11:30 AM – 12:30 PM Courses

  • BRIGHT MOMENTS OF JAZZ AND ROCK

    This course celebrates the great bands and stars of pop, rock and jazz. We will listen to recordings, watch videos and talk about a wide variety of musicians and bands. Social, historical and musical context will be provided. Examples of the artists included are Aretha Franklin, Michael McDonald, Elvis, James Brown, Fats Domino, the Temptations, Stan Getz, Miles Davis, Ella Fitzgerald and B.B. King. You will expand your jazz and rock music appreciation and have fun doing it. Come and share your bright moments.

    Teacher: Tom Doran is a bassist/vocalist who plays soul, funk, blues, jazz and rock. In retirement he loves to play music and make abstract art. He loves to talk about music, so if you do too, please join!

  • DID THEY GET IT RIGHT? AMERICAN HISTORY THROUGH A CINEMATIC LENS

    Starting with the rise of corporate trusts and the Progressive movement, Our Plan-1992, we will take a look at some memorable cinematic portrayals of significant themes and events in 20th century American History. Movies will include, among others, Matewan-1987, The Grapes of Wrath-1940, and Do the Right Thing-1989. Links to the films will be provided. Join us for some outstanding cinema followed by open ended, stimulating discussion.
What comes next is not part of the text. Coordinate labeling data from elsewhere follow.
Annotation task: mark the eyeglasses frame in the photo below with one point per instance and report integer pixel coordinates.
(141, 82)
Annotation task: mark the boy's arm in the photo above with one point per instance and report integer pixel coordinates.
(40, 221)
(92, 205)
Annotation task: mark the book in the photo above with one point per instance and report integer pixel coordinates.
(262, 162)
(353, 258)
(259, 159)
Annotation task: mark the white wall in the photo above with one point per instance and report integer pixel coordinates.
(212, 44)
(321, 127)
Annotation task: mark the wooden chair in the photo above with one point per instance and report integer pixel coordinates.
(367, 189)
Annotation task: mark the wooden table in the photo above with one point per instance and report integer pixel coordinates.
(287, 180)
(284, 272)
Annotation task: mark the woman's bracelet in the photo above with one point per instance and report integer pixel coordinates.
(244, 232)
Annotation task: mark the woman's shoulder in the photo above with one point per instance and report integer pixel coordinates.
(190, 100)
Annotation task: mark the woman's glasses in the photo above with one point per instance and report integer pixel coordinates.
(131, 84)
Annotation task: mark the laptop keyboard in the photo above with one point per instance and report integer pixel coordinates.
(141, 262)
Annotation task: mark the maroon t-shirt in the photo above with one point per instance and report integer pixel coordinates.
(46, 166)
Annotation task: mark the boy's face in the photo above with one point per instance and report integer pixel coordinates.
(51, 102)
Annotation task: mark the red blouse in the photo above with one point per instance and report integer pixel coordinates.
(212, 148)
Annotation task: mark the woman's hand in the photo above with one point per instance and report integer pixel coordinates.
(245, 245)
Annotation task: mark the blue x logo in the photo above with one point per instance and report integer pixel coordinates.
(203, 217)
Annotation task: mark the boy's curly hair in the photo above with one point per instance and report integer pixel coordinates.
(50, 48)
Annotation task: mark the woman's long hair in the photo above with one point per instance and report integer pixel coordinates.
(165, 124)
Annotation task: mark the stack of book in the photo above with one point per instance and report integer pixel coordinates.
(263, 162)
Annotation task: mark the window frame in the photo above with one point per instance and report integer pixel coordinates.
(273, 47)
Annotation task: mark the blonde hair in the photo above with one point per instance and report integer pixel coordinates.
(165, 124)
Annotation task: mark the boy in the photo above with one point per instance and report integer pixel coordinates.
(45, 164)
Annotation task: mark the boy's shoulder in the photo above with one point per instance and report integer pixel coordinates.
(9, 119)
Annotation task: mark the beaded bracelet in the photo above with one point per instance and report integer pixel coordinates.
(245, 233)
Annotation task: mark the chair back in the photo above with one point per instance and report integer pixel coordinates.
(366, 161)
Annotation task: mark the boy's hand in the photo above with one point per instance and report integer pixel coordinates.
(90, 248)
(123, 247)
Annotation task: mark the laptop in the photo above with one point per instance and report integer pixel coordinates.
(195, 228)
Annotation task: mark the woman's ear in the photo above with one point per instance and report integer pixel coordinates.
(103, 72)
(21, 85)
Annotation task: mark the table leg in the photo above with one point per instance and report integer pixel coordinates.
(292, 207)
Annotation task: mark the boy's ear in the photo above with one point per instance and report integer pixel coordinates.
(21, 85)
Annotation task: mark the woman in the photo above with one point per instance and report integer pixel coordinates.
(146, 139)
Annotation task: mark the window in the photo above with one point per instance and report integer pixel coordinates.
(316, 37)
    Teacher: David Moore received his master’s degree in American Studies from Boston College in 1966. He taught in the History Department at Newton North High School receiving the Charles Dana Meserve outstanding teacher award in 1993. His particular historical interests include classical Greece, American Studies, fin de siècle Europe, and the Holocaust.

  • POPULATING THE AMERICAS: A SCIENTIFIC DETECTIVE STORY

    Sessions 1 – 5. Starts March 14 When Europeans “discovered” America in the 15th century, they failed to realize that there already existed a thriving and diverse culture that included agricultural innovations crucial to feeding the world’s population today, and large cities that rivaled in size and culture anything Europe had to offer. The story of how the earliest indigenous settlers populated this world is a scientific detective story with many unanswered questions. The story continues to unfold as uncovered by a range of scientific disciplines from geology to astronomy, from chemistry to climatology. Join us for an adventure in science, mystery and discovery as we explore this remarkable tale together.

    Teacher: Frank Villa taught physics and ran his own company that designed laboratories. He has lectured on a range of scientific topics for many years.

  • STORIES OF CONFLICT AS SEEN THROUGH A NARRATOR’S LENS, PART XV

    We will discuss how narrators’ perspectives affect our appreciation of works including selected sonnets by Shakespeare. Our emphasis will be on The Handmaid’s Tale by Margaret Atwood and The Lincoln Highway by Amor Towles.

    Teacher: Helen Smith has taught at the Winsor School, Newton North and in Armenia, Hungary, Kyrgyzstan, the Republic of Georgia, Romania and Zambia. A Smith College graduate, she edits texts about writing and journalism. She is the president of the New England Scholastic Press Association.

  • WESTERN GUNSLINGERS: THE TRUTH BEHIND THE WESTERNS

    This course consists of lectures on the life and times of gunslingers who lived in the American West in the late 19th century and are well known in American popular culture. The lectures consist of two series: five on the “Good Guys” and five on the “Bad Guys.” The Good Guys are Wild Bill Hickok, Wyatt Earp, Bat Masterson, Buffalo Bill Cody and Annie Oakley. The Bad Guys are Jesse James, Billy the Kid, Belle Starr, Black Bart and Butch Cassidy

    The American West has been portrayed extensively in movies and other media and subjected, on the one hand, to broad exaggeration, and, on the other, to a more recent tendency to uninformed debunking. The intent is to present the unvarnished truth, as far as it can be ascertained from historical records.

    Teacher: Daniel Seligman is a retired engineer, having worked for high technology firms in the Massachusetts Route 128 complex for three-and-a-half decades. His real love is the history of the American West, about which he has indulged in extensive readings and travels as well as publication of magazine articles on western historical figures.

  • WRITING YOUR STORY (Memoir, NOT autobiography)

    Maximum Enrollment: 20 If you enjoy writing and sharing stories of your life with a community of writers that will give you constructive feedback, this class may be for you. If you are writing a memoir or simply want to share your stories with your children and grandchildren, most writers find being part of the group inspires them to write more regularly. The best way to learn about memoir writing is to listen to other writers’ stories. Everything shared is confidential. Writing is done at home and shared in class. For those who can stay, the class extends to 1 p.m.

    Leader: Sue Edgecomb, retired from teaching for 35 years in the Wellesley schools, has participated in Amherst Writers and Artists workshops for 12 years. Her memoir, Clearing in the West: Navigating the Journey Through Loss, Grief and Healing, was published in July.